Former education secretary of Bangladesh

Md Nazrul Islam Khan, also known as N I Khan, is a former education secretary of Bangladesh. He was the chairman and independent director of International Leasing and Financial Services Limited. He is also former PS-1 to Sheikh Hasina, both when she was the leader of the opposition in parliament and in the Prime Minister's Office.

== Career ==
Khan was the director general of the Directorate of Primary Education in 2008.

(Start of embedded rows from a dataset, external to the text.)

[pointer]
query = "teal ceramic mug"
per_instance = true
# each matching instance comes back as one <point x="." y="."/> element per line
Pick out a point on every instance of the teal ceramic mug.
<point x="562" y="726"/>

In September 2011, Khan was appointed secretary of the Ministry of Education. During his tenure he introduced online college admission; redesigned education institution infrastracture well adapted in rainy environments and aerial aesthetics; elected student cabinet in secondary educational institutions. Before that, Khan was the secretary of the Information and Communication Technology Division at the Ministry of Posts, Telecommunications and Information Technology. He was also the private secretary to Prime Minister Sheikh Hasina and national project director of the Access to information in Bangladesh program of the Prime Minister's Office.

Khan was appointed curator of the Bangabandhu Memorial Museum in March 2016.

Khan was the chairman of the National Wages and Productivity Commission; he was appointed chairman in 2016.

In November 2020, Khan was appointed the acting chairperson of Palli Sanchay Bank.

Khan was appointed the chairman of International Leasing and Financial Services Limited by the Company Bench of the High Court. In January 2021, another bench of the High Court Division issued an order banning his travel abroad following a petition filed by individuals who accused him of being involved with Prashanta Kumar Halder. The petitioners had been defrauded by People's Leasing and Financial Services and Prashanta Kumar Halder. The petitioner included Nashid Kamal, daughter of the former chief justice of Bangladesh, Mustafa Kamal. The Appellate Division of the Bangladesh Supreme Court set aside the order since he was never connected with People's Leasing and was appointed as the chairman of International Leasing by the Company Bench of the High Court.